The GTA IV review deadline landed this weekend and hundreds of online publications were allowed to air their thoughts and critiques of the new addition to the GTA franchise. According to metacritic at the time of writing, both the PS3 and Xbox 360 versions are not just topping the charts for their respective formats, they both have an average rating of 100, making GTA IV as close to gaming perfection as its possible to get.
So it’s fairly safe to say that the game is quite good.
It seems unlikely that it will retain its perfect metascore once the game hits retail tomorrow, especially when there’s always a temptation for other publications to buck the trend and go for the shock low score (which in this case is probably anything less than 85/100), but it looks well set to challenge Nintendo 64’s Legend of Zelda: Ocarina of Time for its current top spot.
However, no game is absolutely 100% perfect. That notion is impossible because you can never please every player all the time. I actually prefer to read the negative reviews of games anyway because it can give you a far clearer idea of the individual reviewer’s / player’s angle on a game than you can when fifty different reviews are all competing to out-gush each other. Once you know the flaws, you can decide whether you can cope with them or not.
Well there clearly aren’t many flaws to be found in GTA IV, but here’s what I’ve unearthed:
Frame rate: the bane of the Grand Theft Auto franchise. The problem is that cutting edge graphics, open world gameplay and large number so onscreen enemies puts a lot of strain on the console – it manifests its self in the frame rate dropping from silky smooth to chugging along when the action is at its peak. That’s certainly true of GTA IV, but reports suggest that it only happens when there’s really an awful lot going on and thus is neither a game-breaker nor particularly surprising.
Pop-in: Again a staple of the GTA franchise; bits of scenery can be loaded late and thus create an invisible barrier to your progress, and cars, pedestrians and buildings can suddenly manifest in front of you . The worst affect this has is making high speed chases, where this problem is most apparent, seem less realistic. The general consensus is: Yes it’s an issue in GTA IV, no it isn’t enough to kill the game for you.
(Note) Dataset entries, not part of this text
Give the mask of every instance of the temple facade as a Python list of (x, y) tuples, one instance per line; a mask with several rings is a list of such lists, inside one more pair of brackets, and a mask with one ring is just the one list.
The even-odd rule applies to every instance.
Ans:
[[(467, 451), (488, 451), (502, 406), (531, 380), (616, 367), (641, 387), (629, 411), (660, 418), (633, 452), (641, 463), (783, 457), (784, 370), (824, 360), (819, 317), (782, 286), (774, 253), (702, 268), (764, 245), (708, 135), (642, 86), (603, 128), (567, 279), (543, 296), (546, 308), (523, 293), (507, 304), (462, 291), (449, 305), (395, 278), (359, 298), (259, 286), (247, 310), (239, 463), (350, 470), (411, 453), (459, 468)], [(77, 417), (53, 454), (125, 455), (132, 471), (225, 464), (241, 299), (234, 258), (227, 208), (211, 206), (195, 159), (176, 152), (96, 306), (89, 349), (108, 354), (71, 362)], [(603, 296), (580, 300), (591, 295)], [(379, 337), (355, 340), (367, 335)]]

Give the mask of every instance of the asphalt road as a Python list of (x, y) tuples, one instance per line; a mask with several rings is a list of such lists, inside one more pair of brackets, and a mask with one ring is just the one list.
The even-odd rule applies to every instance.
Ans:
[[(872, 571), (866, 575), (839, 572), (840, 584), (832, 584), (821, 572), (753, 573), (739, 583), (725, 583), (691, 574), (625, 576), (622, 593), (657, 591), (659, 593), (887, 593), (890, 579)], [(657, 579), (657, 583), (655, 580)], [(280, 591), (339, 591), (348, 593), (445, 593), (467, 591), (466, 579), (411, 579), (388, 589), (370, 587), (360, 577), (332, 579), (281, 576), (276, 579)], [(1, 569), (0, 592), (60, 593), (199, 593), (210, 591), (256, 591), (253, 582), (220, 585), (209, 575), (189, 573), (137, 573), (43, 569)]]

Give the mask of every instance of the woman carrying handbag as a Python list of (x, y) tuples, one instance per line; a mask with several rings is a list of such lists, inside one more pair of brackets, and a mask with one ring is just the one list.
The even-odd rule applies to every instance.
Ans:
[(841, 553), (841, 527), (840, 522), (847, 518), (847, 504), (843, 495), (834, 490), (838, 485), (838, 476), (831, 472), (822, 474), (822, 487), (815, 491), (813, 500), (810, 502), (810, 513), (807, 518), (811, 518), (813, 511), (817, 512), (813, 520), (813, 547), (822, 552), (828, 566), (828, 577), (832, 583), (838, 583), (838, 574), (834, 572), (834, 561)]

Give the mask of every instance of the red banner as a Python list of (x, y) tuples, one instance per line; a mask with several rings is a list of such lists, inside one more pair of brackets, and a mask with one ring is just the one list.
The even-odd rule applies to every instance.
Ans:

Combat: If Rockstar’s previous GTA titles have one glaring flaw, it’s the actual guns-out, on-foot combat. It was an awkward, convoluted affair which made street battles more a combination of luck and legging it wildly about like a scalded cat than actual tactical shooting. This has now had a major overhaul in IV and in the most part the results are agreed to be superb. However, like every game that uses a cover system, it can sometime be hit and miss as to whether the cover works properly and you can get caught on bits of scenery you didn’t want to. Again, although an issue, it’s not a serious one, but we’ll have to wait for the full multiplayer to be up and running before passing final judgement on it.
Difficulty: A contentious one this because there are several conflicting opinions on it. Kotaku reckons that some of the missions are tricky enough to be frustrating, requiring several restarts and possibly some angry controller flinging. No biggie; there’s got to be some challenge after all. At the same time other publications say that the 90 strong mission line-up can be completed on your first or second attempt. In either case, the new, hugely hyped online modes should be enough to give the game lasting appeal if the single player mission prove to tough or not tough enough.
And that’s it. This could be as close to gaming perfection as you’re likely to see this generation. It’s due out tomorrow, although a lot of stores will be opening at midnight for the desperate masses. Stocks are low so if you haven’t pre-ordered a copy, your best bet is to try out of town retailers and as early in the morning as you can.